Reading the paper closely, it looks like it could be that the AI that did the malicious behavior was not the AI that was being RLed. Instead, it was the teacher models (Qwen3-Coder-480B-A35B-Instruct, Claude) that they were using to generate the test tasks and trajectories for later RL. They put the safety section under Data Composition, not Training Pipeline, and the way they talk about how the safety data was fed into "subsequent post-training" makes it seem like it happened before they started RL?
Thus, it wasn't "iterative RL optimization", it was just a regular big model doing the undesired behavior inside the teaching tasks. If this is true, does this change how this question resolves?
@JennaSariah That's a debatable point. The spirit of this question seems like "did an AI try to break free", and that's what people want to know here; however, the letter of the question title is "Did Alibaba's ROME AI try to break free", and by that definition "no, but some other AI involved in the system did" seems like an independent answer...that nonetheless has a lot more overlap with the people saying "yes" than "no" here.

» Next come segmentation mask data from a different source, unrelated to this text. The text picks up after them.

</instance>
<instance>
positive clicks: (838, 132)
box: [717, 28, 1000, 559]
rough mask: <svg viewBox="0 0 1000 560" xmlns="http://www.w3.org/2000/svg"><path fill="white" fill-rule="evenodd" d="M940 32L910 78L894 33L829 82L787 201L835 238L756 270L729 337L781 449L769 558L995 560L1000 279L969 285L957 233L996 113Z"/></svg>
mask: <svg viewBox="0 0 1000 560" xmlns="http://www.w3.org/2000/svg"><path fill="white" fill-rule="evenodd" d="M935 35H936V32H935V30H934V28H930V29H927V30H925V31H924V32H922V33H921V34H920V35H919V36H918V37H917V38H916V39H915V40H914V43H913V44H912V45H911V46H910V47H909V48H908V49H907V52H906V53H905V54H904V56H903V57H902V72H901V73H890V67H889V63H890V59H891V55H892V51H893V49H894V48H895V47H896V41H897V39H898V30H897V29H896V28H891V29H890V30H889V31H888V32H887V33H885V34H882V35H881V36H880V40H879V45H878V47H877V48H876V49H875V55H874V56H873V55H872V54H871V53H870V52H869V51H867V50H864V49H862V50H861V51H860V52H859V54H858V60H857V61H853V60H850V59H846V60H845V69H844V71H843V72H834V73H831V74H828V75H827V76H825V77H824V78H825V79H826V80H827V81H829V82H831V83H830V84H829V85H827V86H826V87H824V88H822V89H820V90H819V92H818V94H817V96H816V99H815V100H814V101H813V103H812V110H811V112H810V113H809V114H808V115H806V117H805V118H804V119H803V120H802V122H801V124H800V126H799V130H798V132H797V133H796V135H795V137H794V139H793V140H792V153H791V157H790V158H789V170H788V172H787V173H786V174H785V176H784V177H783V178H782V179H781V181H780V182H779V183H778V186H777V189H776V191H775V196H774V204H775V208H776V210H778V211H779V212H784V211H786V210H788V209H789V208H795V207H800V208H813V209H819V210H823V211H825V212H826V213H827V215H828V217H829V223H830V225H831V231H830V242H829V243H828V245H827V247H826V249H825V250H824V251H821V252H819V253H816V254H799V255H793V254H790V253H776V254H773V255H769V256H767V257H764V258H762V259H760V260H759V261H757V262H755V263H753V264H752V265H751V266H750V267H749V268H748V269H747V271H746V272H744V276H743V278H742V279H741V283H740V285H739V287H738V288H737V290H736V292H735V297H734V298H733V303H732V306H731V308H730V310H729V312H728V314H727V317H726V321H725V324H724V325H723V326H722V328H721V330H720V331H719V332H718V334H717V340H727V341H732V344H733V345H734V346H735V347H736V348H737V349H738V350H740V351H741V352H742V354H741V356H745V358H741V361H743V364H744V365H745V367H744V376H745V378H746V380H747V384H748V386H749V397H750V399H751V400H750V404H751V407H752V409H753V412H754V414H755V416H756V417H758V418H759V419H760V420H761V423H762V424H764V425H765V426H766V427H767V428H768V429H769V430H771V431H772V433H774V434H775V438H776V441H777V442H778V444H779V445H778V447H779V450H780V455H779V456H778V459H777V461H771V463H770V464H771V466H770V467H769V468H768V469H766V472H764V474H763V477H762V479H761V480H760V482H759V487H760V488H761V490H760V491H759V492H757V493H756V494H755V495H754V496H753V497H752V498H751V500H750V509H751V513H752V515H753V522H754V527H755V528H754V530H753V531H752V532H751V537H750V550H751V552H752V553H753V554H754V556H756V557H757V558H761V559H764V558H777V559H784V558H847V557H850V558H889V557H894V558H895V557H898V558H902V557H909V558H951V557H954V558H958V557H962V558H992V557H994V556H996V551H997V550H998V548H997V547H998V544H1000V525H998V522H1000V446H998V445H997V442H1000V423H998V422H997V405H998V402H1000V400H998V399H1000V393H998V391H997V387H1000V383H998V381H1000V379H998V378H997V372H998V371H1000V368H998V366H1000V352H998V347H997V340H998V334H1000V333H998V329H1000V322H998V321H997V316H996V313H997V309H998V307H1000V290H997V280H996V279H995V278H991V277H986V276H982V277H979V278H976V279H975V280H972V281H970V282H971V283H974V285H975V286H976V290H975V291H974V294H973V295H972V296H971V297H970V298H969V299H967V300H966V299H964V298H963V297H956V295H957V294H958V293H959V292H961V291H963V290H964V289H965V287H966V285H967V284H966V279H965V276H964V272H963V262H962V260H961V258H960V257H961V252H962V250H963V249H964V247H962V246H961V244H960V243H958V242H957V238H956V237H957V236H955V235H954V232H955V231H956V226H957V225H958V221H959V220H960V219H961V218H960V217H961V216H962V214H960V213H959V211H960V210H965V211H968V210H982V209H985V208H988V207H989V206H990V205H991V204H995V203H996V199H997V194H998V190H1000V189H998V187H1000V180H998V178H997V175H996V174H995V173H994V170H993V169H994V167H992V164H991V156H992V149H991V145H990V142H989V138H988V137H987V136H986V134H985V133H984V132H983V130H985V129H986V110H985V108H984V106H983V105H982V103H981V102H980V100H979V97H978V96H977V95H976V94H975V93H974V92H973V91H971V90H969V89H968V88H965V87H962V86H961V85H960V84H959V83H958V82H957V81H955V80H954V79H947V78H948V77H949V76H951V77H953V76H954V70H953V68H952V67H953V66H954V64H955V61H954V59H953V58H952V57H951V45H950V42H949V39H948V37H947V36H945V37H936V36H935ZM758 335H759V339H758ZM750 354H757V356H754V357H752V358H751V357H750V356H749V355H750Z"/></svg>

If the model accidentally downloaded a malicious pip/npm/whatever package and the install hooks on that package kicked off the crypto miners and the attempt to open reverse ssh access from outside Alibaba cloud (where the agent was not running) to the inside (where the agent already was), I assume that'd count as "The servers were hacked by an outside party"? Even if typosquatting is barely worthy of the name "hack".
How will you resolve if none of the four boxes are met? These options don’t seem entirely inclusive of all possible outcomes. For example:
-YES the models hacked but due to an accidental inclusion within their context of material that led them to do so.
or
-NO the models were indeed crypto mining but it was because they were trained on a ton of crypto mining stuff and they overindexed on that and just tried to mine crypto all the time
I’m sure there are a dozen other possibilities like these.
You might want to remake this market as an independent market rather than a dependent multiple choice market that sums to 100.
@bens I reserve the right to change my mind and/or call for a mod to resolve n/a, but my (currently sleepy) brain says those would mean the paper authors were wrong about what happened.
"Crucially, these behaviors were not requested by the task prompts and were not required for task
completion under the intended sandbox constraints" For the purposes of this market, how do you interpret the words "requested" and "required"? Does it require that the actions be totally irrelevant to the task? Or does a situation where the model is clearly pursuing the task, but through unintended or unanticipated means, also count as "not required for task completion"?
@Nick6d8e Organic (ie not artificially staged) attempts to gain resources for instrumental reasons are YES, even if it's in pursuit of the requested/rewarded goal.
@kindgracekind Yeah, apologies for the clickbaity title. I do think creating an unauthorized SSH tunnel to an external machine is breaking things in a way that is an attempt to be able to do a thing (having freedom), but suggested alternative titles are welcome.
@MaxHarms Perhaps asking if it "decided, without external influence, to try to gather more resources"?